Taking Stock in Rent Negotiations

As Seen in Newsday September 29, 2003 By Alan J. Wax Staff Writer

With its revenues falling and its work force slashed by half, Sentry Technology Corp. earlier this year no longer could afford to pay the rent on its Hauppauge headquarters.

The manufacturer of video surveillance equipment and anti-shoplifting devices also couldn’t afford to buy out the 13 years that remained on its 20-year lease with Manhattan real estate giant W.P. Carey & Co. for the 68,000 square feet of office and industrial space at 350 Wireless Blvd.

The solution: Sentry negotiated a three-year plan to pay off the rent it owes by giving Carey cash, notes and 1 million shares of stock. That stock, based on the recent share price of about 10 cents, is worth about $100,000.

“It works out well for us. If the stock does well, it will work out for them,” said Peter Murdoch, Sentry’s president. The deal was announced on Sept. 19 after months of what Murdoch characterized as tough negotiations.

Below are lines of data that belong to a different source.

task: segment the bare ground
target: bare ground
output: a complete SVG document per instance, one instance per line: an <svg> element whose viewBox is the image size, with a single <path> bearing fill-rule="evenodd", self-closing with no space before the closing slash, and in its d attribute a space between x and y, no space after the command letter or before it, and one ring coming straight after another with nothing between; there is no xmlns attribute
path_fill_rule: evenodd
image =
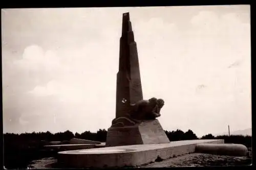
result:
<svg viewBox="0 0 256 170"><path fill-rule="evenodd" d="M244 166L251 164L251 158L216 155L207 154L193 153L172 158L161 161L156 161L138 167L196 167L215 166ZM57 160L46 158L34 160L29 166L30 168L57 168Z"/></svg>

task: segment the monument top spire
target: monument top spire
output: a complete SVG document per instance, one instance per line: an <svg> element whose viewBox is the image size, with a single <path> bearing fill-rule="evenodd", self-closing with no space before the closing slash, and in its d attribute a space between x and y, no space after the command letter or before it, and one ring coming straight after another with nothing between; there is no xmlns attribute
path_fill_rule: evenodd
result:
<svg viewBox="0 0 256 170"><path fill-rule="evenodd" d="M129 12L123 13L117 74L116 117L129 112L131 105L142 100L139 60Z"/></svg>
<svg viewBox="0 0 256 170"><path fill-rule="evenodd" d="M123 35L127 32L133 31L132 23L130 20L130 14L129 12L123 14L123 23L122 28L122 35Z"/></svg>

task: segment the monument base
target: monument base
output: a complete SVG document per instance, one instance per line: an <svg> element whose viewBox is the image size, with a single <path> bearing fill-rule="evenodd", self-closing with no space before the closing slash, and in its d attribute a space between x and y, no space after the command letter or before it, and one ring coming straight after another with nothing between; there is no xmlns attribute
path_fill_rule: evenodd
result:
<svg viewBox="0 0 256 170"><path fill-rule="evenodd" d="M223 139L190 140L60 152L58 164L70 168L136 166L195 152L197 144L224 143ZM158 158L159 159L159 158Z"/></svg>
<svg viewBox="0 0 256 170"><path fill-rule="evenodd" d="M158 119L143 120L133 126L110 128L106 147L169 143Z"/></svg>

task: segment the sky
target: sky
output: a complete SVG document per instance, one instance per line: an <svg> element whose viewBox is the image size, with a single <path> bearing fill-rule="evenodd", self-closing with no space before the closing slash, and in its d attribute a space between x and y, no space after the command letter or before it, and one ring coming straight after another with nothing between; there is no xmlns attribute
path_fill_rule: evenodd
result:
<svg viewBox="0 0 256 170"><path fill-rule="evenodd" d="M4 133L107 129L122 13L164 130L251 128L249 5L2 9Z"/></svg>

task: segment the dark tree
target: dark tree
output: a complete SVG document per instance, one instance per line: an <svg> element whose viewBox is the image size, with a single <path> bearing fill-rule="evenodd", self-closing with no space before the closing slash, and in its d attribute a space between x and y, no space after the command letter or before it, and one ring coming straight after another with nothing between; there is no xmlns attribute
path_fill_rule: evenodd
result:
<svg viewBox="0 0 256 170"><path fill-rule="evenodd" d="M198 139L197 135L190 129L186 131L184 135L184 140L194 140Z"/></svg>

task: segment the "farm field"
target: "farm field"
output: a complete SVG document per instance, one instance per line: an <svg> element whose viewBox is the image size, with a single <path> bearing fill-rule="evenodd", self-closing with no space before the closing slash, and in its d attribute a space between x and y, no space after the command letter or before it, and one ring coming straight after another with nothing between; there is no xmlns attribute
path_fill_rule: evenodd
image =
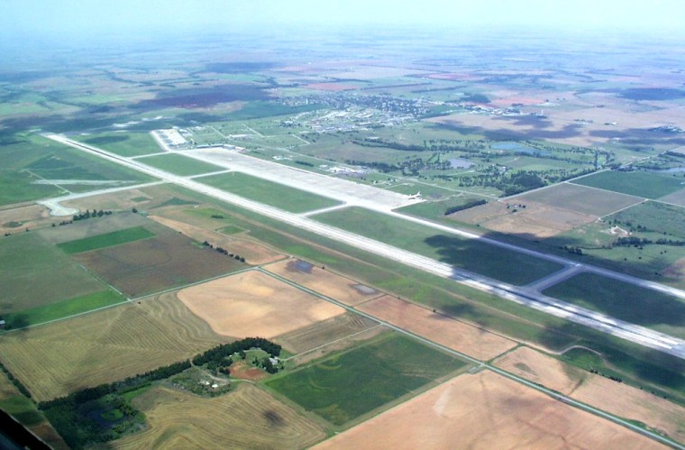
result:
<svg viewBox="0 0 685 450"><path fill-rule="evenodd" d="M302 354L378 326L375 320L353 313L335 316L274 338L292 354ZM366 335L366 334L364 334ZM368 338L368 336L366 336ZM319 354L320 355L320 354Z"/></svg>
<svg viewBox="0 0 685 450"><path fill-rule="evenodd" d="M5 329L22 328L52 320L68 317L99 308L110 307L126 301L114 290L103 290L84 296L59 300L49 305L23 309L19 312L3 314Z"/></svg>
<svg viewBox="0 0 685 450"><path fill-rule="evenodd" d="M201 161L178 153L149 156L146 158L140 158L137 161L138 162L142 162L143 164L161 169L162 170L166 170L175 175L180 175L182 177L217 172L219 170L226 170L224 167L215 166L209 162Z"/></svg>
<svg viewBox="0 0 685 450"><path fill-rule="evenodd" d="M82 253L102 248L113 247L123 243L129 243L142 239L155 237L156 234L143 226L125 228L113 231L105 234L85 237L76 241L68 241L58 243L57 247L67 254Z"/></svg>
<svg viewBox="0 0 685 450"><path fill-rule="evenodd" d="M488 361L517 343L388 295L357 307L381 320L441 345Z"/></svg>
<svg viewBox="0 0 685 450"><path fill-rule="evenodd" d="M580 273L543 291L618 319L685 338L685 301L593 273Z"/></svg>
<svg viewBox="0 0 685 450"><path fill-rule="evenodd" d="M463 374L326 440L326 448L662 448L491 372Z"/></svg>
<svg viewBox="0 0 685 450"><path fill-rule="evenodd" d="M149 427L103 448L305 448L325 436L321 426L248 384L211 399L158 387L132 403Z"/></svg>
<svg viewBox="0 0 685 450"><path fill-rule="evenodd" d="M0 336L0 360L42 401L143 373L224 342L167 293Z"/></svg>
<svg viewBox="0 0 685 450"><path fill-rule="evenodd" d="M525 207L517 207L510 203L490 202L450 215L449 218L532 241L548 238L597 220L594 216L542 203L525 202Z"/></svg>
<svg viewBox="0 0 685 450"><path fill-rule="evenodd" d="M573 183L655 199L682 189L685 179L643 171L612 170L583 177Z"/></svg>
<svg viewBox="0 0 685 450"><path fill-rule="evenodd" d="M150 223L157 237L78 253L74 258L129 297L183 286L246 268L171 230Z"/></svg>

In 2002, Sentry lost $3.4 million on revenues of $14.5 million. That compared with a profit of $24.3 million on sales of $17.3 million in 2001. In January, Sentry announced a major restructuring that included outsourcing its manufacturing and laying off half its then 120-person work force.

Today, Sentry moves its 35-person Long Island operation that includes distribution, light assembly, customer service and finance, to 20,000 square feet at 1881 Lakeland Ave., Ronkonkoma.

“We’re in good shape going forward,” Murdoch said. “We have the right structure for our current level of business.”

Commercial property brokers said it is unusual for a landlord to take stock in lieu of a lease-termination fee. But they also said without a deal, a landlord could have a tenant occupying space without paying rent for six months or more during eviction or bankruptcy proceedings.

“We’ve become a partner in their future,” said Thomas E. Zacharias, managing director of Carey’s asset management and development group. “We think the company will be worth more when they restructure.”

Zacharias said Sentry’s deal is not all that unusual for Carey, which has in the past received warrants to buy shares or stock or other financial instruments from tenants that lack cash to pay their rent and capital to buy out their leases.

Publicly traded Carey provides financing to companies through the net lease or sale-leaseback of corporate real estate. Carey acquired Sentry’s building for about $4.5 million through a 1996 sale-leaseback with Sentry’s predecessor, Knogo Corp.

Sentry’s lease with G&J Lakeland Realty Corp. runs three years with a three-year renewal option. It was negotiated by Michael Hagen and Richard Caputi of Newmark of Long Island.

Carey, meanwhile, stands to profit from the deal in any event. It is in contract to sell the nine-acre property to Lanco Corp., a Hauppauge-based manufacturer of promotional items and chocolates, said Richard Cohen, of Ashlind Properties, who negotiated the sale.

Lanco, which has 76,000 square feet of owned and leased space in Hauppauge, plans to sell its 40,000- square-foot building at 115 Commerce Dr., Lanco President Brian Landow said. Lanco, which has about 300 employees, recently was approved for $9.75 million in Suffolk County Industrial Development Agency incentives to purchase and expand the wireless property.